NMG has been measuring product appearances since the late 1980s and attributing media values utilising its Tracker™ system. NMG believes that this source of verifiable data provides a unique insight into the future value of the paid for product placement market.

It should be noted that NMG’s Tracker™ measures all brand appearances, whether they be via free prop supply routes, featuring brands chosen and purchased by the production, or via serendipity.

Whilst such data is the mainstay of NMG’s performance criteria with its retained clients, it would appear that no other party in the current debate is able to measure brand appearances within television.

NMG’s Value Platform

Product placement by definition has to rest naturally within the content of the TV programme. NMG does not accept the validity of commercial worth estimates, which are based on sponsorship branding outside of programme content, nor extrapolation of American paid for placement, based on the US domestic market.

NMG’s value platform starts with a much simpler premise: What brand categories does the average viewer see during the course of, say, a year’s television viewing?

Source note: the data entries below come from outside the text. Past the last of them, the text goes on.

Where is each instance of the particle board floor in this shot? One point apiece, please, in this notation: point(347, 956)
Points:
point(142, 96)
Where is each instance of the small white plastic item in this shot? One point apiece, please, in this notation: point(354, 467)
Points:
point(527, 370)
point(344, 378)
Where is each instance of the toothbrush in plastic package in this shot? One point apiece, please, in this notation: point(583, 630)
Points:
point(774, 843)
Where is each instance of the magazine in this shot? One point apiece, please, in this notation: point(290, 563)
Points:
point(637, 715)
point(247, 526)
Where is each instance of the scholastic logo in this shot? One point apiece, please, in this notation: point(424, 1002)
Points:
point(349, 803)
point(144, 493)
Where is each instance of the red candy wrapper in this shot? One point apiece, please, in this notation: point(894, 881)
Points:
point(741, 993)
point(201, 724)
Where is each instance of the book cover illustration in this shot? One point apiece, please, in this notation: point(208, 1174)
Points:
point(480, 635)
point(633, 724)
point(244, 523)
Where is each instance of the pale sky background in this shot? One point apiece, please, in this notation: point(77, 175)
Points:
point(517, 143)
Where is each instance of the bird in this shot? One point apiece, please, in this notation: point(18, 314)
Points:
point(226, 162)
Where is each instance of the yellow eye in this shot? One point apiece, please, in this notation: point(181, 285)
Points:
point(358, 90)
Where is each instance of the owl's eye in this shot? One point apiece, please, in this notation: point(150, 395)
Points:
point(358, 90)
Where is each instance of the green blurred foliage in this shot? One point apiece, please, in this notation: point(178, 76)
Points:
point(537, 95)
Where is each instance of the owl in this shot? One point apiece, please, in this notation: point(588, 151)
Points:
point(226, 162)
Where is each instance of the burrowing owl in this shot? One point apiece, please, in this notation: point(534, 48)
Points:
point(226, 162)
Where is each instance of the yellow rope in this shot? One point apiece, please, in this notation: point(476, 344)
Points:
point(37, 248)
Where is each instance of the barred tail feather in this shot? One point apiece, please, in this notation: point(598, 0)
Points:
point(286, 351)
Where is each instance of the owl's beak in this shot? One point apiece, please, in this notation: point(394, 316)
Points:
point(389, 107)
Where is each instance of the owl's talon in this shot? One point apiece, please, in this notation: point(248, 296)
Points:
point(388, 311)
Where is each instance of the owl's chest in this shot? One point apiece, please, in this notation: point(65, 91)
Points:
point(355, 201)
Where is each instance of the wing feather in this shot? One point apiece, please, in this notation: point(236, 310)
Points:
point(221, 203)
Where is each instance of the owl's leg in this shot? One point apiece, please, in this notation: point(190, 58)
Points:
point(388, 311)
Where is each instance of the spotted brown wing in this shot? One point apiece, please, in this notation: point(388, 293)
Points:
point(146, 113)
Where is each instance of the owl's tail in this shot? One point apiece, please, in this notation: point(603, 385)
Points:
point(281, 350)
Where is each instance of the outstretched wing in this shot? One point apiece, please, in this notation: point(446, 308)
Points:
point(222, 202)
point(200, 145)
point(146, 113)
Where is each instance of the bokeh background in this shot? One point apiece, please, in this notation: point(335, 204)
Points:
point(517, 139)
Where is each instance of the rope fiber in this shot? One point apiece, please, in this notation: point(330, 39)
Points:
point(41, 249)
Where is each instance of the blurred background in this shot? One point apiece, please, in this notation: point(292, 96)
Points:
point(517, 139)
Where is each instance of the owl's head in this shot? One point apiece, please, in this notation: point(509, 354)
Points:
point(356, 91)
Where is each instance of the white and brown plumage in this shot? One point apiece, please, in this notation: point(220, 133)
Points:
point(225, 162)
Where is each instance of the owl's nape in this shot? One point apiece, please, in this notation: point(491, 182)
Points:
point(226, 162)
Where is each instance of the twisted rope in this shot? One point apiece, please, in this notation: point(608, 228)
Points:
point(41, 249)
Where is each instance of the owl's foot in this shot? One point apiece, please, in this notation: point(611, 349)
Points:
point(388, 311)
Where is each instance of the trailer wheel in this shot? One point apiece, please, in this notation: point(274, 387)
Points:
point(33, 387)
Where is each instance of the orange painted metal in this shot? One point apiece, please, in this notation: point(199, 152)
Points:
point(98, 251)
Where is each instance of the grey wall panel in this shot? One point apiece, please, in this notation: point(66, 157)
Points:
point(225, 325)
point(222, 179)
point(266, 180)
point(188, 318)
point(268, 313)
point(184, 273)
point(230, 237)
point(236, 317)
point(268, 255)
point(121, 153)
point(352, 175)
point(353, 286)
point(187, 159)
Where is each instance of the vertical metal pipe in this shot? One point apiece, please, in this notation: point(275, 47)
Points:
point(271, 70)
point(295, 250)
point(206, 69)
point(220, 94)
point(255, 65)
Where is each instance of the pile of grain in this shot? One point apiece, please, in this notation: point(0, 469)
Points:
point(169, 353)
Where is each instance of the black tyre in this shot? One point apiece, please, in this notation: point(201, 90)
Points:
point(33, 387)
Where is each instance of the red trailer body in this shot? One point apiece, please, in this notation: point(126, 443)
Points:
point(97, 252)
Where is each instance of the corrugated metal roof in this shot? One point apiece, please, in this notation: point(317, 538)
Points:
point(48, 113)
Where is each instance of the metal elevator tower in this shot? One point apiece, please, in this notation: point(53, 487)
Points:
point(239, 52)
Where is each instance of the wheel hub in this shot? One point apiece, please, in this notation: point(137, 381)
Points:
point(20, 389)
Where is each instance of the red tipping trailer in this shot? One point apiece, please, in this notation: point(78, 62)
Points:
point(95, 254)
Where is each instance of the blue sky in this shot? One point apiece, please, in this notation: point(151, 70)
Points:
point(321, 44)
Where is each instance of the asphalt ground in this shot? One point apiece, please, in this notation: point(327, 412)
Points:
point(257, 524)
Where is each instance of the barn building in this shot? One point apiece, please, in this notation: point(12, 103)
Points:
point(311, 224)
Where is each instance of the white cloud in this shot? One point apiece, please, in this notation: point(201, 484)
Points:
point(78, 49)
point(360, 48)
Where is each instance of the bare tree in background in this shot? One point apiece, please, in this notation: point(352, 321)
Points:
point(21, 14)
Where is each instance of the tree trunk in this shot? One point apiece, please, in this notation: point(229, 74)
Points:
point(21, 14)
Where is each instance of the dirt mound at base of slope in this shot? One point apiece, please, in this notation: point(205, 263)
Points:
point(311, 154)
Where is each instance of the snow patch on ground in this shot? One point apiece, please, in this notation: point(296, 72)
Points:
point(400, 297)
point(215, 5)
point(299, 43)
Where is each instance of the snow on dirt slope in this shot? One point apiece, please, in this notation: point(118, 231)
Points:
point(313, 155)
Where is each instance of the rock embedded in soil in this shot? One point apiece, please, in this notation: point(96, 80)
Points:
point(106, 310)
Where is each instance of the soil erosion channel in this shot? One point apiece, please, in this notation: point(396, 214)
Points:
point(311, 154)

This simple measurement already encompasses the existing controls determined by the undue prominence guidelines, creative decisions and advertising controls. Yet, to our surprise no interested party appears to have measured this data, nor indeed requested it from NMG.

Furthermore, the ‘NMG measurement’ also helps direct debate on the semantics of imagined placements. There seems little point in the media running scare stories “will we see x character in y soap holding z brand up to the camera every week?” if, during, say, 2005, that brand category simply did not appear.

Agencies are falling over themselves to have an opinion about product placement and express it to their clients. Raw data should fuel their recommendations. If, as a client, my brand has zero visibility on TV, and my direct competitor has the lion’s share of the recorded appearances – I would want my agency to be driving forward with a product placement strategy.

NMG’s First Public Data

Overleaf we show NMG’s Brand Category Share of Voice chart based on monitoring all programmes on UK terrestrial TV that currently use the “free prop supply ” methodology to obtain props. These include all soaps, drama, sitcom and reality television programmes. News items, sports, cash game shows and documentary style formats have not been counted, as opportune appearances cannot be controlled.

In future Position Papers NMG will present, discuss and explain the further breakdown of the sectors within these principal categories.

Source: NMG Tracker™ January 2004 - December 2005


NMG’s analytical viewing of television helps strategic interpretation of this chart. For example, NMG can breakdown the alcoholic beverages share of voice, by reference to:
  • On trade consumption - traditional pub, wine bar, nightclub.
  • Domestic consumption - social drinking, excess consumption.
  • Posters and POS
  • Brand in hand consumption - drinking from the branded can or bottle
  • Indirect consumption - drinking having poured the beverage into a glass
  • Category split
  • Brand by brand split - today’s winners and losers
  • Socio demographic splits
The above chart shows that alcoholic beverages - which already carry strict advertising controls - dominate at 36%. Why?
  • A very wide range of consumption and purchase possibilities
  • Often consumed from the branded container
  • Highly visible branding

And for a Director?
  • Pubs and bars provide a location in which it is easy for a wide variety of characters to interact with each other on a frequent basis, for varying periods of time
  • Mark the passage of time within the plot - “one more, before we go home for dinner?”
  • An excuse for a social interchange of dialogue providing clues to future plot direction.

Conclusion

In this Position Paper NMG simply seeks to introduce the premise that product placement is accountable - and confirms that NMG already measures it.

As well as being able to measure placements, we can also give them a valuation, which will be explained in the next paper.

From measurement can come control. If we take 2005 as a clear base year during which no paid for placement took place, and the OfCom debate had not started, then this can provide our control mechanism. If, hypothetically, Confectionery appearances increased from 2005’s 9% to 20% in 2008, then commercial influences may be overriding creative control, and further enquiries are needed.